Da Berlino a Bruxelles
Il leader della Cdu è sotto pressione e i negoziati di coalizione si affiancano ad un problema di fiducia, ma di contro non ci sono altre strade al momento se non quella imboccata da Merz: l’unica coalizione senza la partecipazione dell’AfD che avrebbe la maggioranza nel Bundestag sarebbe quella tra Cdu/Csu, Spd e Verdi, ovvero con la metà degli alleati (il centrosinistra che ha governato fino a ieri) punito nelle urne perché ritenuto responsabile degli scarsi risultati del governo uscente guidato da Olaf Scholz. Un corto circuito che potrebbe ritardare o complicare i piani europei legati al riarmo e ai dazi.

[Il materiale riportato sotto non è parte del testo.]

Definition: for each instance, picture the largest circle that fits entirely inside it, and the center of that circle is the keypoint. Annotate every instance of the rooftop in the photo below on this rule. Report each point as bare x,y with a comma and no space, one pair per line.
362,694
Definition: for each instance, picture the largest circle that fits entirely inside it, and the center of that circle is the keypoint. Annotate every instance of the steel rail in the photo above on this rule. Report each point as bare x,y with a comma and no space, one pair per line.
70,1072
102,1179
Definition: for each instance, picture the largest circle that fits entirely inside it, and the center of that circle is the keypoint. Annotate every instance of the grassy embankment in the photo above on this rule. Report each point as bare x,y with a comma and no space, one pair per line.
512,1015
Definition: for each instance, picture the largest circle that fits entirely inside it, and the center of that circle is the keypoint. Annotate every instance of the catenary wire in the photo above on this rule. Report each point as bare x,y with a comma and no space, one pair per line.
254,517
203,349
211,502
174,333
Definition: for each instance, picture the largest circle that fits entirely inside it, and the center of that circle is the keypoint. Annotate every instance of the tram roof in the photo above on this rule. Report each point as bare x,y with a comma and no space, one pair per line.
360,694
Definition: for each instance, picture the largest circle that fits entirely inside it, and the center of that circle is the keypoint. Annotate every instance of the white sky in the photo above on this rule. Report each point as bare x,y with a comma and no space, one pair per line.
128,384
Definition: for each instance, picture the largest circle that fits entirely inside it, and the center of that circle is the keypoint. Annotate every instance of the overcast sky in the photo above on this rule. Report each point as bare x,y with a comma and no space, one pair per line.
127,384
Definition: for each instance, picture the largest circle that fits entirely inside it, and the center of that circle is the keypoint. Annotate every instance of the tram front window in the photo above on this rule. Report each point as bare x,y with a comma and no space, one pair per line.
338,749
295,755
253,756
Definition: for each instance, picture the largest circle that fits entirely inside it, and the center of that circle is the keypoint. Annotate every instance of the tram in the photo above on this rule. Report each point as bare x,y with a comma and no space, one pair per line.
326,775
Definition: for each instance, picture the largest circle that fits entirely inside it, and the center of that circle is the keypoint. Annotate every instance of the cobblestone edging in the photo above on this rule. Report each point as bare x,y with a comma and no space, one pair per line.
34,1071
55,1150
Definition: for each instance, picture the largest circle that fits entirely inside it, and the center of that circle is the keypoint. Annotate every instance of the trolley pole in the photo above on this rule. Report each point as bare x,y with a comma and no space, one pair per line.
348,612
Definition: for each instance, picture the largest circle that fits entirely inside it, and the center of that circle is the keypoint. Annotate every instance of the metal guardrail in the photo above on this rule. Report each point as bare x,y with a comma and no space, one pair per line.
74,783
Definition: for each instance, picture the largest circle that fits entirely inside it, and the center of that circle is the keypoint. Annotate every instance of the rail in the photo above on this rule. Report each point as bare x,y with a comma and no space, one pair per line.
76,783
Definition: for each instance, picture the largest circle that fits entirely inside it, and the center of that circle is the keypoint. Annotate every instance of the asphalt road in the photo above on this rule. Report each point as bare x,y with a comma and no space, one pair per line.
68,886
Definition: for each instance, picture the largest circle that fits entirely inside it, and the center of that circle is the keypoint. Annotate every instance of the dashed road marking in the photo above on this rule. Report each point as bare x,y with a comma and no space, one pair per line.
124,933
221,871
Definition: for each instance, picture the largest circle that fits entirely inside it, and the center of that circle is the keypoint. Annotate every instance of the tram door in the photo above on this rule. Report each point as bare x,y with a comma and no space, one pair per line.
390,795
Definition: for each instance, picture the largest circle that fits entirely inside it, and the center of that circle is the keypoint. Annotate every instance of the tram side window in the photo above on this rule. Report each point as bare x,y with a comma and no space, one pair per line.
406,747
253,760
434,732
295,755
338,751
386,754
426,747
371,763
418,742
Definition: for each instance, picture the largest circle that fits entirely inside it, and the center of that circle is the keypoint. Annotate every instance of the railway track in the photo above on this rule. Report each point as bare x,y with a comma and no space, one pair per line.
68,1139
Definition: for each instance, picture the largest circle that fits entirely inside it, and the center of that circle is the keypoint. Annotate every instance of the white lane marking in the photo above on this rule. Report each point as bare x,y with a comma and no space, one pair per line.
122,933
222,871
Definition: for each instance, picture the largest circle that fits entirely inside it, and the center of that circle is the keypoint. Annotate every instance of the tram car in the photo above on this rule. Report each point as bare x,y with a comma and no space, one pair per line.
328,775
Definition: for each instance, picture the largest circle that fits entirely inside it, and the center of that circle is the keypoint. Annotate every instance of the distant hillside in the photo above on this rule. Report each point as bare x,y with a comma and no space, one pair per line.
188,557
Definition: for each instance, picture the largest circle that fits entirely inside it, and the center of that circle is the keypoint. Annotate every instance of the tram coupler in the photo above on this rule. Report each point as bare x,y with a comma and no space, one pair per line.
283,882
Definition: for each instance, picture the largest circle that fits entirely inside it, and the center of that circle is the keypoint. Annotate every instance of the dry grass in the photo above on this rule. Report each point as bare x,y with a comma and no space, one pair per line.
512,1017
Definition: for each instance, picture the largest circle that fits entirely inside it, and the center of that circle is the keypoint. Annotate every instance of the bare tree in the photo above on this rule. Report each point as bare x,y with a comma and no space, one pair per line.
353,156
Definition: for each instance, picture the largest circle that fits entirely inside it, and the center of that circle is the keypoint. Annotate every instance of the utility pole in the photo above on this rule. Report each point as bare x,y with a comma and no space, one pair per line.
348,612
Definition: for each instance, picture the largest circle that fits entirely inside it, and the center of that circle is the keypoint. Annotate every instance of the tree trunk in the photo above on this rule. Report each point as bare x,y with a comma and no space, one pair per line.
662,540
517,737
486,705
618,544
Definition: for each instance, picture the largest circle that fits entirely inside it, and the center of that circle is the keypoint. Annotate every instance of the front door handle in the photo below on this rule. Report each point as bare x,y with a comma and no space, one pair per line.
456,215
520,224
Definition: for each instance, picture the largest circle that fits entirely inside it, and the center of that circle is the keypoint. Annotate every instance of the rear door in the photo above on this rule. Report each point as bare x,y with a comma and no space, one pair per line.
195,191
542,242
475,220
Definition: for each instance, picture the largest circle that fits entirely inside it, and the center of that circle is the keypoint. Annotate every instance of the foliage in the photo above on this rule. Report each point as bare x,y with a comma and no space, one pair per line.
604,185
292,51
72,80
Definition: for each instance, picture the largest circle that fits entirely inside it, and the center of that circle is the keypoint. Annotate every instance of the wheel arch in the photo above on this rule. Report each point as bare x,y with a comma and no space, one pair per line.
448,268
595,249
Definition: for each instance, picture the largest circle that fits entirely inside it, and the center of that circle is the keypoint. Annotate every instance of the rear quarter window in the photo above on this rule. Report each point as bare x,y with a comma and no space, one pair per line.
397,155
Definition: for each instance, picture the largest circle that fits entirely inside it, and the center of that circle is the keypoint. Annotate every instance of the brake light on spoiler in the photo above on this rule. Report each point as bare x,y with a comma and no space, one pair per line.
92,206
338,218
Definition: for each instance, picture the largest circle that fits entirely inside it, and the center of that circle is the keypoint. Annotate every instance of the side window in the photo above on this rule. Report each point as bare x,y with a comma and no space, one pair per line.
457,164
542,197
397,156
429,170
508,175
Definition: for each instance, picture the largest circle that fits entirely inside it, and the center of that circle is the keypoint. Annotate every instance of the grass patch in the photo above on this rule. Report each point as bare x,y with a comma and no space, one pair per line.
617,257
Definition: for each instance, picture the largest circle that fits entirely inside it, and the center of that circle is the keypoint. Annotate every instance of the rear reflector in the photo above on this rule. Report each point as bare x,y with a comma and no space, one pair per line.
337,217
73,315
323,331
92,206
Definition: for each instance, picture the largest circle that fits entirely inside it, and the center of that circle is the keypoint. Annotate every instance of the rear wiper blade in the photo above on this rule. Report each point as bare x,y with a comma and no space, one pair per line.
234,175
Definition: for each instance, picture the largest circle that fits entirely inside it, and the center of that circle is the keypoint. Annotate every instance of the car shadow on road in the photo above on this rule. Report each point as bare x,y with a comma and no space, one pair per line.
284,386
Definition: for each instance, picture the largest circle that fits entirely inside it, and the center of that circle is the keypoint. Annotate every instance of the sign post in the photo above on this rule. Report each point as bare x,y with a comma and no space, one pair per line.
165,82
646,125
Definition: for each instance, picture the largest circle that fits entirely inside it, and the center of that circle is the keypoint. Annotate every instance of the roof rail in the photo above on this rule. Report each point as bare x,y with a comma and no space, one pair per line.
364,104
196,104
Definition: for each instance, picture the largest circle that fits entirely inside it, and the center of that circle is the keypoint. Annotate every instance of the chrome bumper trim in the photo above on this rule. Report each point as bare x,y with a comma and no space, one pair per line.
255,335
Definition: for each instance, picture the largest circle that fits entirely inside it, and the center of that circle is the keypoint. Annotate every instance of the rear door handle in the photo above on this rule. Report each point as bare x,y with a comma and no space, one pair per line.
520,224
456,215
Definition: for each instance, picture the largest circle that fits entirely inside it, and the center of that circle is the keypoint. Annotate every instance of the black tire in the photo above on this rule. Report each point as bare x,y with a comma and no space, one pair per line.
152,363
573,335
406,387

Nel Paese c’è chi resta allarmato per le nuove tariffe applicate dall’amministrazione americana e chi no, come il gestore patrimoniale Édouard Carmignac, decano degli operatori di borsa tedeschi, secondo cui la Germania dovrebbe essere grata a Donald Trump perché ci saranno nuove opportunità nel resto del mondo. Se da un lato sarà particolarmente colpita l’industria automobilistica tedesca, dall’altro già dallo scorso autunno i grandi marchi immaginavano di poter aprire una sede negli Usa, dopo averne chiuse alcune su suolo tedesco. Inoltre non festeggiano i quasi 3 milioni di dipendenti degli enti federali e locali tedeschi, dal momento che il contratto collettivo di lavoro tarda a concretizzarsi e potranno esserci una serie di scioperi a tempo indeterminato. Le proposte di conciliazione andranno valutate con il nuovo governo, che ancora non c’è.
Scenari
E veniamo alla difesa, non proprio un elemento secondario del dibattito interno (oltre che continentale): già lo scorso anno il governo Scholz aveva dato avvio ad una ristrutturazione del comparto del valore di 100 miliardi di euro. Oggi solo un terzo dei Paesi europei sostiene l’idea tedesca di consentire al Regno Unito e al Canada di partecipare a un programma da 150 miliardi per l’acquisto comune di armi, ma suscitando l’opposizione della Francia. Nel mezzo i ragionamenti sul Nord Stream 2 che, partendo dal tavolo diplomatico sull’Ucraina, impattano sullo scenario tedesco ed europeo. Il gasdotto sottomarino sospeso dal governo tedesco dopo l’invasione russa dell’Ucraina, potrebbe nuovamente dividere l’Europa per due ragioni: il vecchio continente in caso di riapertura offrirebbe denaro fresco a Mosca; i produttori tedeschi godrebbero di un vantaggio competitivo sugli altri. Tutti passaggi che necessitano di un cancelliere pienamente legittimato e di un governo federale solido.